Em São Roque, a economia tinha o seu lastro na pesca, no artesanato e na colheita de frutas viçosas e deleitosas. Ali não havia embates, desavenças e arbitrariedades. Sem hesitar, era um lugar não tocado pelas mãos gananciosas, interesseiras e conquistadoras do ser racional. A fé servia como um cordão umbilical que aglutinava um habitante ao outro. As escolhas - no tocante a com quem esculpir, escrever e pintar uma história de intimidade, afinidade e profundo carinho - não desencadeavam repulsa em ninguém.
As lágrimas não permaneciam sozinhas. Em vez disso, outras lágrimas vinham ao seu encalço, com abraço, ternura e esperança. Nos momentos de escassez, as mãos suscitavam uma dobra de três nós e supriam os combalidos, sedentos de pão e água espirituais, de afeto, calor e odor de gente. Eis o ritmo, a melodia, a harmonia e o equilíbrio que imperavam em São Roque. E tudo isso estava ligado ao homem-espelho.

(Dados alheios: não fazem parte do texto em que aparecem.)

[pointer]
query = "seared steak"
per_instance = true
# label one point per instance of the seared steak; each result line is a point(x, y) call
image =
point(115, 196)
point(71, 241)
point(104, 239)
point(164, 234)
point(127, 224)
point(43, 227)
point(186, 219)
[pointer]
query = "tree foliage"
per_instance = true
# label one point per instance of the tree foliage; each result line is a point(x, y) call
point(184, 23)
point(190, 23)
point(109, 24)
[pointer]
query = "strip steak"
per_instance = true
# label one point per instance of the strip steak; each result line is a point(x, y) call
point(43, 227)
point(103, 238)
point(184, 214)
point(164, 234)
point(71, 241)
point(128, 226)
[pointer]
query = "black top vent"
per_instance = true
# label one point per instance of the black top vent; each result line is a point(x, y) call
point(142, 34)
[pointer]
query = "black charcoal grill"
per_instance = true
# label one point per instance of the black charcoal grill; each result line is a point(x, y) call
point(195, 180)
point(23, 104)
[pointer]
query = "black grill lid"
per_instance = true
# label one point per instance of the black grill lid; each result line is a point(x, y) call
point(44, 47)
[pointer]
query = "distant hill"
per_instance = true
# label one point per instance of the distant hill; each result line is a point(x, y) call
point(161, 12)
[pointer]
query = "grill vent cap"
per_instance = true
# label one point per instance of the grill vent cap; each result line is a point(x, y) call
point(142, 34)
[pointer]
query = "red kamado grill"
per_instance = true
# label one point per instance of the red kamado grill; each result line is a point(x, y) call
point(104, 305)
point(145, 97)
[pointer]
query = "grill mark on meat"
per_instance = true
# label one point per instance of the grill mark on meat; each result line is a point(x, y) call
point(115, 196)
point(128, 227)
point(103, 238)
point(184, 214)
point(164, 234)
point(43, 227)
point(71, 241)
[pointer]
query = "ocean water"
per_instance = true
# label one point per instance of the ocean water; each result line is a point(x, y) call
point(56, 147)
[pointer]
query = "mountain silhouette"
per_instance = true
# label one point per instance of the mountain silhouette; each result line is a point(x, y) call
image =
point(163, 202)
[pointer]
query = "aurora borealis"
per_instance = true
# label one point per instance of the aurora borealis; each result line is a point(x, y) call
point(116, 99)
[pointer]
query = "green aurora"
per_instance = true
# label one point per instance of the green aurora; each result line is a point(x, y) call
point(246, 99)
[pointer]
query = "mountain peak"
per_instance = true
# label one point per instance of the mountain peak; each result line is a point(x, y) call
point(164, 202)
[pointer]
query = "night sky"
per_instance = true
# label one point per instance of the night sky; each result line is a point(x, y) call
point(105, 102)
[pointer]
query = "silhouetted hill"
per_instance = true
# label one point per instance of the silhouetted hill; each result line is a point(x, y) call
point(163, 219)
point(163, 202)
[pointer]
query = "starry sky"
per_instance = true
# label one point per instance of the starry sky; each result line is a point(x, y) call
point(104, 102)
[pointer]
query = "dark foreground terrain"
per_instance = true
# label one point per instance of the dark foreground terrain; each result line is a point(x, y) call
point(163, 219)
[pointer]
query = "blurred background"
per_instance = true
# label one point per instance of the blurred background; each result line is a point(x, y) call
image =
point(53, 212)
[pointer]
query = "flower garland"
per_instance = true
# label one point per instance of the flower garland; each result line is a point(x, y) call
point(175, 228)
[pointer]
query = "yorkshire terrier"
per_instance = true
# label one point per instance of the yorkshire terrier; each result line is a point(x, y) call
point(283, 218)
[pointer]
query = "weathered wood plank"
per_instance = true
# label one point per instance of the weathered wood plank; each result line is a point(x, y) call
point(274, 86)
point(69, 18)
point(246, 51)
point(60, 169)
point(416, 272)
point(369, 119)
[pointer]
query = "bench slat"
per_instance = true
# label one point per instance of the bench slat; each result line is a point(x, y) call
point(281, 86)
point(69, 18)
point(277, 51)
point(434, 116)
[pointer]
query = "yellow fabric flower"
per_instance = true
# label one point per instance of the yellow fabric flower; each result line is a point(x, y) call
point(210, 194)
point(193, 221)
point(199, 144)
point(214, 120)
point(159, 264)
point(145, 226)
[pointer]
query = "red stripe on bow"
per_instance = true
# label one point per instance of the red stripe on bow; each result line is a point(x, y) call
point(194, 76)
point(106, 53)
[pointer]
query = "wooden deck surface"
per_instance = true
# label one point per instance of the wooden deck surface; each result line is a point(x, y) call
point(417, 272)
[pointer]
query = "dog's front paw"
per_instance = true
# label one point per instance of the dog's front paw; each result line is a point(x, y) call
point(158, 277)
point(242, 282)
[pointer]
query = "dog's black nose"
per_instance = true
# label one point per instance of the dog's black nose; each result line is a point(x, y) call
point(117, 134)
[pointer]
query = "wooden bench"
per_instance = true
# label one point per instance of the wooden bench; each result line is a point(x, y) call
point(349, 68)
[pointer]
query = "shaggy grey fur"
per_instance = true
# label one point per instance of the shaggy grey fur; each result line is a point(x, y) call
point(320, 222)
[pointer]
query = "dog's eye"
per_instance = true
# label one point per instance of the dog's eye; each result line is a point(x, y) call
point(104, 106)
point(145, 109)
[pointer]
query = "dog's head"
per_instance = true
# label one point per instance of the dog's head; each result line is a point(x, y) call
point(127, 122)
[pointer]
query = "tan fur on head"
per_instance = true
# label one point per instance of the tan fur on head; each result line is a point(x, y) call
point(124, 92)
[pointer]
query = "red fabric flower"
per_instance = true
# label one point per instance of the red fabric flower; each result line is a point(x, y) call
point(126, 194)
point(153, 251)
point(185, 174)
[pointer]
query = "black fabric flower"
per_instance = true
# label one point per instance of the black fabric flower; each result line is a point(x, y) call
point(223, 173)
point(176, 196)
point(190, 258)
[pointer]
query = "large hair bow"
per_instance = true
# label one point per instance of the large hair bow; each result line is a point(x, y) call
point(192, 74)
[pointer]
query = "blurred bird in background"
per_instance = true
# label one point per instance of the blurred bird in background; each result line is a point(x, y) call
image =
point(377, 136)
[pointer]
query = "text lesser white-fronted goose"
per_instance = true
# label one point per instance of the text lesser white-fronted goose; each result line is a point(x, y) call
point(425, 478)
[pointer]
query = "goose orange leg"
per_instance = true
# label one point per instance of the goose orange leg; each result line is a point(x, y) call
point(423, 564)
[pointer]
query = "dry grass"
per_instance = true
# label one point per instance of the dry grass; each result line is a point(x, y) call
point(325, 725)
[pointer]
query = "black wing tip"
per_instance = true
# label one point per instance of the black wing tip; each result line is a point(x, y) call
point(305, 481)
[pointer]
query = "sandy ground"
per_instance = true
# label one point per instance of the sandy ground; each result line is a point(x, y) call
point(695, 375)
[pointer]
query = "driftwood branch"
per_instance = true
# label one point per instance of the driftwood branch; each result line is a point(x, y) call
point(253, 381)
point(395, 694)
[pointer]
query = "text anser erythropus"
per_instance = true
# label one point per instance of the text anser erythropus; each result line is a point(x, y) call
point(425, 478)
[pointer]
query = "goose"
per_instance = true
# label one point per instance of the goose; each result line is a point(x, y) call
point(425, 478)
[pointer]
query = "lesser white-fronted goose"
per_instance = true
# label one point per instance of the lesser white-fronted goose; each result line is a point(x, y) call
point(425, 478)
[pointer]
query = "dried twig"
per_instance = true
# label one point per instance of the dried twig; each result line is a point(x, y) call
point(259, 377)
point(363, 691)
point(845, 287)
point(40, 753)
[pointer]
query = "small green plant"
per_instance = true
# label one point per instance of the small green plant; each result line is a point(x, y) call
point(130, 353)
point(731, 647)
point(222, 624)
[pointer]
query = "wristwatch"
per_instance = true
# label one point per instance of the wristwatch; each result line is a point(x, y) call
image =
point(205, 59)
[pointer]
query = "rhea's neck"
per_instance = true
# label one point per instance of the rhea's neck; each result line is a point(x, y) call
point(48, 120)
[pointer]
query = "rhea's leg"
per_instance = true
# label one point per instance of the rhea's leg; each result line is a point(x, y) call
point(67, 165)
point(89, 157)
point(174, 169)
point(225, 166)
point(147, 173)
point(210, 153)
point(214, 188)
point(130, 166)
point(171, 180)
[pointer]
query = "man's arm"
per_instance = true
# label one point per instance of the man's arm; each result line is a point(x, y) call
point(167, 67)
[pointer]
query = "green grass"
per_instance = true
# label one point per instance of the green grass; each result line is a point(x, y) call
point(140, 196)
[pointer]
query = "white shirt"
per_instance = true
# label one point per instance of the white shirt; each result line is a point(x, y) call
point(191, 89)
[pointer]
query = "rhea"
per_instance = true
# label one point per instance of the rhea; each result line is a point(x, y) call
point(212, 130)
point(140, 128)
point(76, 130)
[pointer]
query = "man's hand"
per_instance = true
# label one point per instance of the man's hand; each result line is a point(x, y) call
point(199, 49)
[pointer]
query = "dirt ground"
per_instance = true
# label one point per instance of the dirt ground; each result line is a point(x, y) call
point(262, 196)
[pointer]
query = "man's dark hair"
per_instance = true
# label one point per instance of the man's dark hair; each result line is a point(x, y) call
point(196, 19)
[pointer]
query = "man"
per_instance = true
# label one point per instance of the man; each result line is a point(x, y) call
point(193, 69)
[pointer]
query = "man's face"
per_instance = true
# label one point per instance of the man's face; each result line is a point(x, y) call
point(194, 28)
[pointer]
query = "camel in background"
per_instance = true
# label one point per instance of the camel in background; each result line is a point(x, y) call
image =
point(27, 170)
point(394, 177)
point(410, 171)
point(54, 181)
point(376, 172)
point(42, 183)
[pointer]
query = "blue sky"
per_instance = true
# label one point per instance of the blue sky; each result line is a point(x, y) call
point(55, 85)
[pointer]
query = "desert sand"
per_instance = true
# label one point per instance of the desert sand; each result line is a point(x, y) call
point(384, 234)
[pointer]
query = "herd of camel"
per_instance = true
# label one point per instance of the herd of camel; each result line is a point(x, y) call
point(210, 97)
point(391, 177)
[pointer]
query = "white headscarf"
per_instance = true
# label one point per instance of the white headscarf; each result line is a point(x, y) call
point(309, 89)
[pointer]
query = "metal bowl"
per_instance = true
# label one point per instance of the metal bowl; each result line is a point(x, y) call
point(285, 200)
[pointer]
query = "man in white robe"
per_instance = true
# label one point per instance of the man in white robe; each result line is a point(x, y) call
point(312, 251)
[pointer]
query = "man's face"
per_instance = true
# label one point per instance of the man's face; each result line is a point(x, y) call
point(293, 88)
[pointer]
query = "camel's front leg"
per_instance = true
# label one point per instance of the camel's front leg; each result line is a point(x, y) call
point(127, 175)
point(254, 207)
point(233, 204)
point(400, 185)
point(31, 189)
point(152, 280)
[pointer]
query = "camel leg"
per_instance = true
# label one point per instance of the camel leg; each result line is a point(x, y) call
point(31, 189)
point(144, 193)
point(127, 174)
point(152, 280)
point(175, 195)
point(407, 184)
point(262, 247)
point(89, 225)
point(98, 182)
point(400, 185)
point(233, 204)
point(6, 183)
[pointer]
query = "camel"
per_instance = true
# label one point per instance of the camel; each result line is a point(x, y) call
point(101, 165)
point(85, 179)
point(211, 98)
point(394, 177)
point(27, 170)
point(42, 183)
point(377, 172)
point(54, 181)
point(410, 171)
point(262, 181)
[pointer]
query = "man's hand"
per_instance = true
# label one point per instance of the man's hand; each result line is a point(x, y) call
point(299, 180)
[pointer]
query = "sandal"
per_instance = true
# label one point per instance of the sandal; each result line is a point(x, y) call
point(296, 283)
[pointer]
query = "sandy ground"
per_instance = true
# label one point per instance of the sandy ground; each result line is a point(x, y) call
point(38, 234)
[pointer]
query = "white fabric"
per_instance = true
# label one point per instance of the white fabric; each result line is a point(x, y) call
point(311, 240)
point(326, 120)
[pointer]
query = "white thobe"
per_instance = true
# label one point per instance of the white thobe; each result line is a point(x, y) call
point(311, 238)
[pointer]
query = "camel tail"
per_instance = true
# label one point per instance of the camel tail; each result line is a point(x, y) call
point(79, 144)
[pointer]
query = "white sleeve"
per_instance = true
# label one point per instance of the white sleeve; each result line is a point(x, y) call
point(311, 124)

Ora, quem era? Por que recebia esse nome? Seria um mito? Ou então um deus? Confesso a todos os oráculos: não uma resposta na ponta da língua e talvez tenha sido melhor assim. Às vezes, é melhor a doçura dos enigmas do que a fria e enrijecida certeza das verdades. Todos iam ao homem-espelho em busca de inspiração, conselho e discernimento. O interessante dessa absurda história, parecida com as de pescadores, é que o homem-espelho não tinha uma face restrita. Em direção oposta, emanava a face negra, parda, amarela, branca, mulata e, enfim, miscigenada. O seu olhar esparramava a mais gostosa brincadeira. Em suas palavras, florescia o mais aconchegante perdão. A sua ética nos ensinava a não mensurarmos o próximo por sua raça, cor, credo, sexo e outros aspectos de pouca monta.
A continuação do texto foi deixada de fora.